The authors identified that existing benchmarks for temporal knowledge graph (TKG) evolution modeling contain shortcuts, such as biases in datasets and simplified evaluation tasks, allowing near state-of-the-art performance without using temporal information. They introduced a new benchmark with bias-corrected datasets and novel tasks to address these issues and promote more accurate modeling.
Temporal knowledge graphs (TKGs) structurally preserve evolving human knowledge. Recent research has focused on designing models to learn the evolutionary nature of TKGs to predict future facts, achieving impressive results.
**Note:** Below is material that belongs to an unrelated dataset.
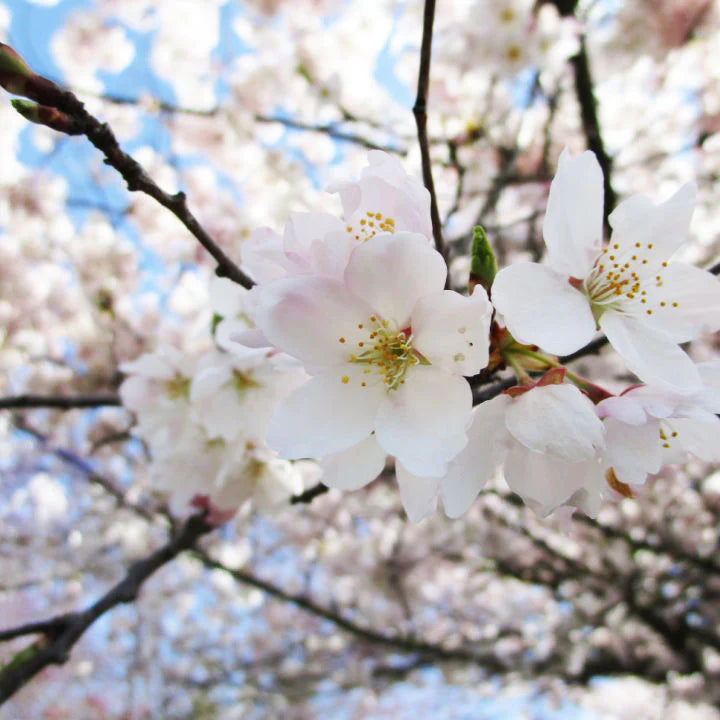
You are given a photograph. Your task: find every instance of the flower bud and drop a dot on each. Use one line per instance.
(43, 115)
(483, 266)
(17, 78)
For instance, Hits@10 scores over 0.9 on YAGO dataset. However, we find that existing benchmarks inadvertently introduce a shortcut. Near state-of-the-art performance can be simply achieved by counting co-occurrences, without using any temporal information. In this work, we examine the root cause of this issue, identifying inherent biases in current datasets and over simplified form of evaluation task that can be exploited by these biases. Through this analysis, we further uncover additional limitations of existing benchmarks, including unreasonable formatting of time-interval knowledge, ignorance of learning knowledge obsolescence, and insufficient information for precise evolution understanding, all of which can amplify the shortcut and hinder a fair assessment. Therefore, we introduce the TKG evolution benchmark. It includes four bias-corrected datasets and two novel tasks closely aligned with the evolution process, promoting a more accurate understanding of the challenges in TKG evolution modeling. Benchmark is available at: https://github.com/zjs123/TKG-Benchmark.